Wpis z mikrobloga

Mirki z #katolicyzm wyjaśnijcie mi jak to jest, bo tak średnio ogarniam.
Jak chodziłem na religię to usilnie mi wpajano, że bóg jest wszędzie. W każdym zwierzęciu, roślinie, każdym z nas itd.
Czyli że no dosłownie jest wszędzie i nie tylko w "niebie".
Jaki jest zatem sens spowiedzi i pokuty, skoro odpowiadasz za czyny, jakby nie patrzeć - przed samym sobą i według mnie to żal do samego siebie i wyrzuty sumienia są o wiele gorsze niż odmówienie 10 zdrowasiek.
No właśnie, dlaczego ksiądz musi pośredniczyć przy spowiedzi pomiędzy grzesznikiem i bogiem? Skoro modły lecą bezpośrednio, to dlaczego spowiedź nie może być bezpośrednia? Skąd bierze się pokuta? W seminarium mają jakieś protipy jak to ustalać czy raczej według widzimisię spowiednika?
No i dlaczego jest takie ciśnienie na zdrowaśki? Jeszcze jak byłem młodszy, praktykowałem i nie myślałem do końca samodzielnie to chodziłem do spowiedzi. No spoko, potrafię docenić niektóre aspekty procesu, ale czemu nigdy żaden ksiądz nie powiedział mi "idź przeproś xyz" albo "pomóż zyx bo przez ciebie cierpiał"? Zawsze, dosłownie zawsze słyszałem 20x coś tam, 30x coś tam.
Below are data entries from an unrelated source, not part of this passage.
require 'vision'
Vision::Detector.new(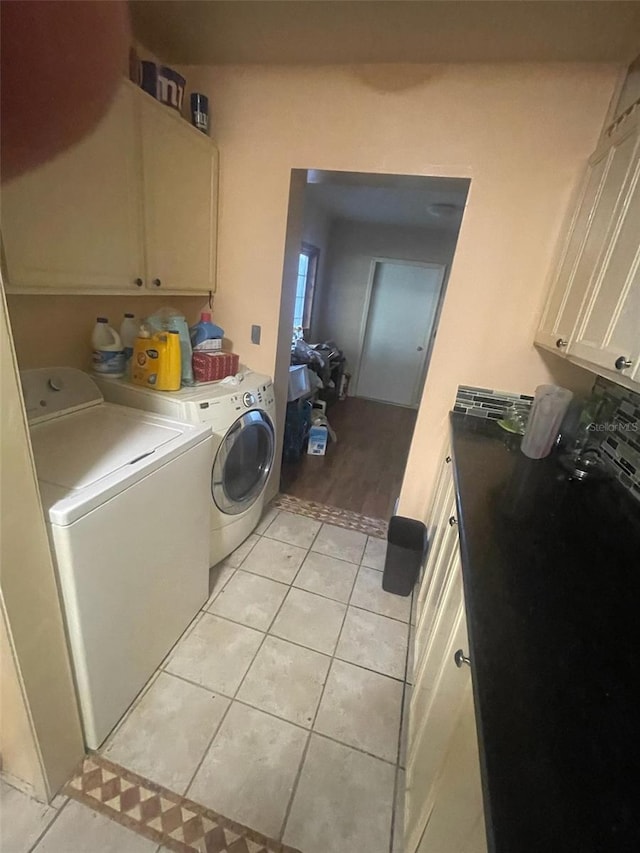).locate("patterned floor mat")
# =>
[271,493,388,539]
[64,755,300,853]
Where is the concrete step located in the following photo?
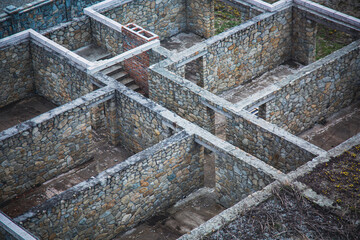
[109,71,129,81]
[101,64,123,76]
[120,78,135,86]
[128,83,140,91]
[95,53,112,61]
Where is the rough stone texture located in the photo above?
[103,0,186,39]
[266,41,360,134]
[149,68,215,135]
[311,0,360,18]
[226,111,315,173]
[0,0,100,38]
[15,132,203,239]
[0,227,17,240]
[185,0,215,38]
[122,24,159,94]
[215,152,274,207]
[204,8,292,93]
[291,8,317,65]
[91,19,124,56]
[218,0,263,22]
[0,41,34,107]
[116,87,173,152]
[44,17,92,51]
[0,89,109,202]
[31,42,92,105]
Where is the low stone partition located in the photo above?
[149,63,215,132]
[30,37,92,105]
[0,89,113,202]
[243,40,360,134]
[15,132,203,239]
[42,17,93,51]
[43,16,124,56]
[226,110,325,173]
[0,34,34,108]
[99,0,214,40]
[196,131,285,208]
[203,7,292,93]
[0,0,104,38]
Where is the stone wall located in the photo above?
[103,0,186,39]
[0,41,34,108]
[0,89,113,202]
[122,23,159,94]
[15,132,203,239]
[44,17,93,51]
[0,0,104,38]
[91,19,124,56]
[185,0,215,38]
[30,41,92,105]
[291,7,317,65]
[215,0,263,22]
[226,112,316,173]
[204,8,292,93]
[311,0,360,18]
[266,40,360,134]
[215,151,274,207]
[116,87,173,153]
[149,67,215,133]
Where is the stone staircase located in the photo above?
[101,64,142,93]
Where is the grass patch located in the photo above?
[316,25,352,60]
[215,1,241,34]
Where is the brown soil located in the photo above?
[0,95,57,132]
[205,186,360,240]
[299,145,360,221]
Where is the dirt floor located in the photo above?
[0,95,57,132]
[160,32,204,52]
[299,145,360,224]
[219,61,303,103]
[205,187,360,240]
[299,102,360,150]
[113,189,225,240]
[0,131,132,218]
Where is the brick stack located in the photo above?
[122,23,159,95]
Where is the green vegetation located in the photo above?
[215,1,241,34]
[316,25,352,60]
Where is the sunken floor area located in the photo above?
[0,130,132,218]
[0,95,57,132]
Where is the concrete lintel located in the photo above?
[293,0,360,28]
[246,95,275,111]
[200,99,234,119]
[176,50,208,67]
[88,0,134,12]
[195,138,231,159]
[84,8,122,32]
[0,211,38,240]
[0,30,30,48]
[28,29,93,68]
[88,39,160,74]
[87,93,115,108]
[239,110,326,156]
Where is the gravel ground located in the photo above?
[205,187,360,240]
[0,0,38,14]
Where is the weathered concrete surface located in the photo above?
[0,0,35,14]
[74,44,111,62]
[1,128,131,217]
[114,188,225,240]
[299,102,360,150]
[219,61,303,103]
[161,32,204,52]
[0,95,57,132]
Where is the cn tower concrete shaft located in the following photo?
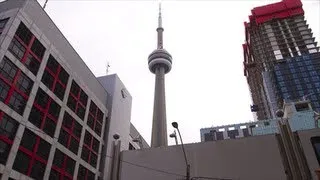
[151,66,168,147]
[148,5,172,147]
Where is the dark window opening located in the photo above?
[129,143,136,150]
[87,101,104,136]
[29,88,61,137]
[16,22,32,44]
[13,129,51,180]
[42,55,69,100]
[295,103,309,112]
[67,80,88,120]
[310,136,320,165]
[81,131,100,167]
[0,111,19,164]
[58,111,82,155]
[0,18,9,34]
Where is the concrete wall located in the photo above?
[120,135,286,180]
[97,74,132,179]
[298,128,320,180]
[21,0,107,103]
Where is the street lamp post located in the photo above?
[170,130,178,145]
[172,122,190,180]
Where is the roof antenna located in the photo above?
[42,0,49,9]
[106,61,110,75]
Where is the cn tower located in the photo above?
[148,4,172,147]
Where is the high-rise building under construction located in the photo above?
[243,0,320,120]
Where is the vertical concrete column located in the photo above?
[151,66,168,147]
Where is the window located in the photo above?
[58,111,82,155]
[13,129,51,179]
[0,18,9,34]
[81,131,100,168]
[67,80,88,120]
[49,149,76,180]
[0,57,33,115]
[0,111,19,164]
[77,164,95,180]
[310,136,320,165]
[41,55,69,100]
[29,88,61,137]
[87,101,103,136]
[8,22,45,75]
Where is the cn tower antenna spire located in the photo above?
[148,1,172,147]
[157,1,164,49]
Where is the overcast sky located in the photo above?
[39,0,320,144]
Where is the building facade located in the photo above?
[200,101,319,142]
[0,0,147,180]
[243,0,320,120]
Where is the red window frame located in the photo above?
[0,110,19,164]
[58,111,82,155]
[41,55,69,100]
[50,149,76,180]
[87,101,104,136]
[13,128,51,177]
[8,22,46,76]
[81,131,100,168]
[77,164,95,180]
[0,56,33,115]
[0,18,9,34]
[67,80,88,120]
[28,88,61,137]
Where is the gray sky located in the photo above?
[38,0,320,144]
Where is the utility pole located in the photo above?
[42,0,49,9]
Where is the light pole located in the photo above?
[171,122,190,180]
[170,130,178,145]
[132,135,143,149]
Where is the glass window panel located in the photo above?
[35,88,49,108]
[16,73,33,95]
[9,91,27,115]
[0,114,19,140]
[24,54,40,75]
[76,104,86,120]
[69,137,79,154]
[0,79,10,101]
[58,129,69,147]
[48,100,61,119]
[43,117,56,137]
[31,39,46,59]
[70,81,80,97]
[41,71,54,89]
[54,82,65,100]
[8,38,26,60]
[20,129,37,151]
[16,22,32,44]
[90,153,98,168]
[13,151,31,174]
[73,121,82,138]
[67,95,77,111]
[37,139,51,160]
[0,57,18,82]
[29,107,44,128]
[81,146,90,162]
[30,161,46,180]
[80,90,88,106]
[66,157,76,176]
[0,139,11,165]
[47,55,59,74]
[52,149,65,168]
[63,111,73,129]
[59,67,69,85]
[49,169,60,180]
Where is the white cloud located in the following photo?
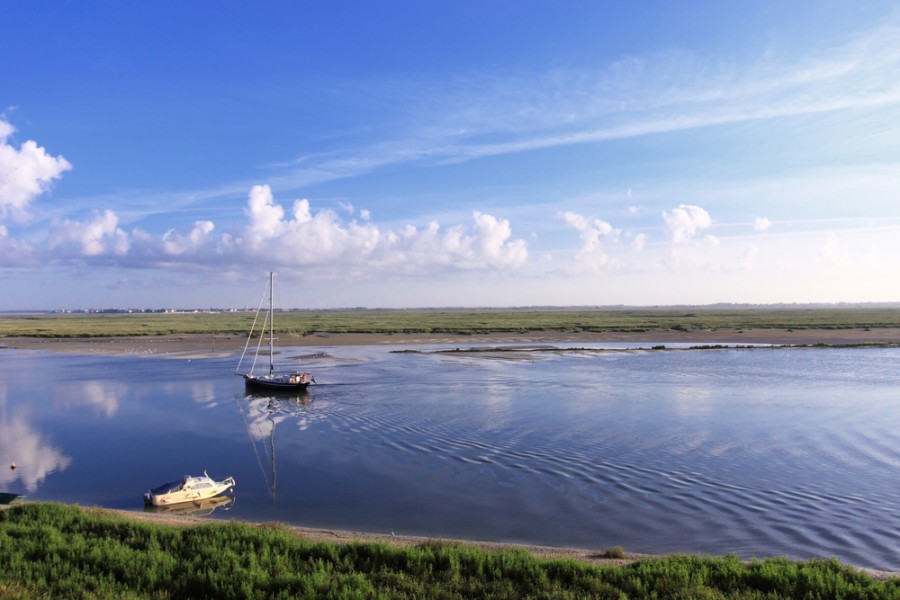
[557,211,624,270]
[220,185,528,276]
[0,120,72,220]
[662,204,712,244]
[48,209,131,257]
[753,217,772,231]
[631,233,647,252]
[162,221,215,256]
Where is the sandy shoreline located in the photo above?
[7,328,900,579]
[0,505,900,580]
[0,328,900,358]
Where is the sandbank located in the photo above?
[0,328,900,358]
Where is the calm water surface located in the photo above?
[0,343,900,570]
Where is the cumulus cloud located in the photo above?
[557,211,620,268]
[0,120,72,221]
[48,209,131,257]
[220,185,528,274]
[662,204,712,244]
[162,221,215,256]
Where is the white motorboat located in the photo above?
[144,471,234,506]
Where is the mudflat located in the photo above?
[0,327,900,358]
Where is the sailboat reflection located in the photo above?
[241,390,310,504]
[144,496,234,517]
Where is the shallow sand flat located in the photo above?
[0,328,900,358]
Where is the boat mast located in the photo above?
[269,271,275,376]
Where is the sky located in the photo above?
[0,0,900,310]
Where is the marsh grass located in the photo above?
[0,503,900,599]
[0,307,900,338]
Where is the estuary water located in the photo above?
[0,343,900,571]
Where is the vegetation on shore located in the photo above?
[0,503,900,599]
[0,306,900,338]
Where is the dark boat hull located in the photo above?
[244,375,311,392]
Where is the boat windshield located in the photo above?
[150,481,184,495]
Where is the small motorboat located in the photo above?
[144,496,234,517]
[144,471,234,506]
[0,492,25,504]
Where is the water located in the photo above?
[0,344,900,570]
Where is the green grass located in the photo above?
[0,503,900,600]
[0,307,900,338]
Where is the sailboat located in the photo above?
[237,272,316,392]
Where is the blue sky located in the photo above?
[0,0,900,310]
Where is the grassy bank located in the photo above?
[0,307,900,338]
[0,504,900,599]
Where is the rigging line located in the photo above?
[234,276,269,375]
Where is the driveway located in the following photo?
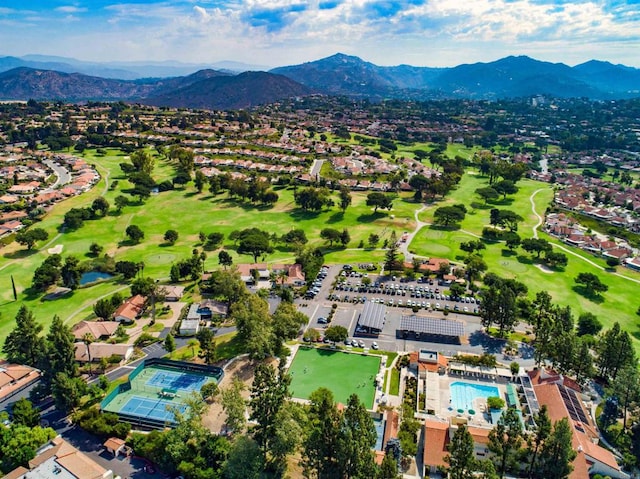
[42,410,160,479]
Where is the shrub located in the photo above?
[487,396,504,409]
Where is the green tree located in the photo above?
[222,378,247,434]
[45,315,78,384]
[376,454,401,479]
[89,242,104,257]
[238,228,273,263]
[113,195,129,213]
[611,364,640,430]
[324,326,349,343]
[16,228,49,250]
[444,424,478,479]
[320,228,340,246]
[125,225,144,244]
[11,398,40,427]
[249,363,291,466]
[302,388,342,479]
[222,435,264,479]
[574,273,609,296]
[527,405,551,479]
[578,312,602,336]
[384,231,402,271]
[475,186,500,204]
[272,301,309,341]
[164,230,179,245]
[229,295,279,359]
[164,334,176,357]
[196,328,218,364]
[60,256,82,289]
[488,408,522,477]
[492,180,518,199]
[367,191,393,213]
[521,238,552,258]
[91,196,111,216]
[131,150,155,175]
[538,417,577,479]
[340,186,352,213]
[433,206,465,226]
[2,305,46,367]
[218,250,233,269]
[51,373,87,412]
[338,394,376,478]
[596,321,636,380]
[193,170,207,193]
[0,425,57,473]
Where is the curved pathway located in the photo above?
[529,188,640,284]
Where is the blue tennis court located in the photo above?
[120,396,187,421]
[146,369,209,392]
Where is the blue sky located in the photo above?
[0,0,640,67]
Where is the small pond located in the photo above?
[80,271,113,286]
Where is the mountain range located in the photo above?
[0,53,640,109]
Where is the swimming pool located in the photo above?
[449,381,500,411]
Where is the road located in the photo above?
[309,160,324,178]
[529,188,640,284]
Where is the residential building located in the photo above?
[3,436,114,479]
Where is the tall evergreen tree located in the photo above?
[249,363,291,463]
[45,315,78,384]
[338,394,376,479]
[302,388,341,479]
[444,424,478,479]
[527,406,551,479]
[2,305,46,367]
[534,417,576,479]
[489,408,522,477]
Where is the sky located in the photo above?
[0,0,640,67]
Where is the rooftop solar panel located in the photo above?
[358,301,387,331]
[400,315,464,336]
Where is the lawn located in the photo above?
[409,175,640,352]
[0,150,419,344]
[289,348,380,409]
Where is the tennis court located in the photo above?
[289,348,380,409]
[100,359,223,428]
[120,396,187,422]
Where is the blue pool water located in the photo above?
[449,381,500,412]
[80,271,113,286]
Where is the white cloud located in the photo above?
[55,5,87,13]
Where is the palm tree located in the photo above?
[82,333,96,376]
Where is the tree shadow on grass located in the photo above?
[3,249,38,259]
[516,254,533,264]
[357,211,387,223]
[429,223,460,231]
[289,208,321,221]
[327,211,344,224]
[471,201,493,210]
[571,284,604,304]
[469,330,507,354]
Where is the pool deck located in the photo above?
[425,373,507,427]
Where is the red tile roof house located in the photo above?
[533,383,629,479]
[113,294,147,323]
[3,436,114,479]
[0,361,41,411]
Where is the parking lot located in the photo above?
[298,266,483,355]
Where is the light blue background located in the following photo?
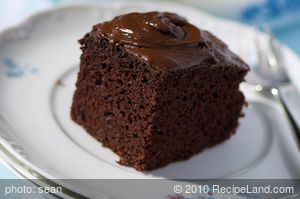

No, rozumiem że w warunkach dobrej spowiedzi jest w ostatnim punkcie żeby zadośuczynić, ale jaki jest sens w mechanicznym dukaniu ustalonego tekstu, o którym swoją drogą nikt nigdy nie mówił skąd się wziął?

#katolicyzm #spowiedz #modlitwa taguję też #gimboateizm bo i tak by ktoś tu zaraz wrzucił.
  • 5
@Wyrewolwerowanyrewolwer: @Obstrukcja: Tak na mój chłopski rozum ksiądz kiedyś robił za takiego psychoterapeutę. Ot czasami musisz się wygadać z czegoś o czym nie powiesz żonie, matce, bratu, szlachcicowi bo głupio, wstyd albo gorzej. Zrzucasz coś z siebie a lepiej się zrzuca jeśli ktoś Ci powie "ok, spoko... Bóg Ci wybaczył" Przymusu nie ma, Bóg jest wszędzie, możemy sobie z nim gadać bezpośrednio ale niektórzy potrzebują namacalnego odpuszczenia win.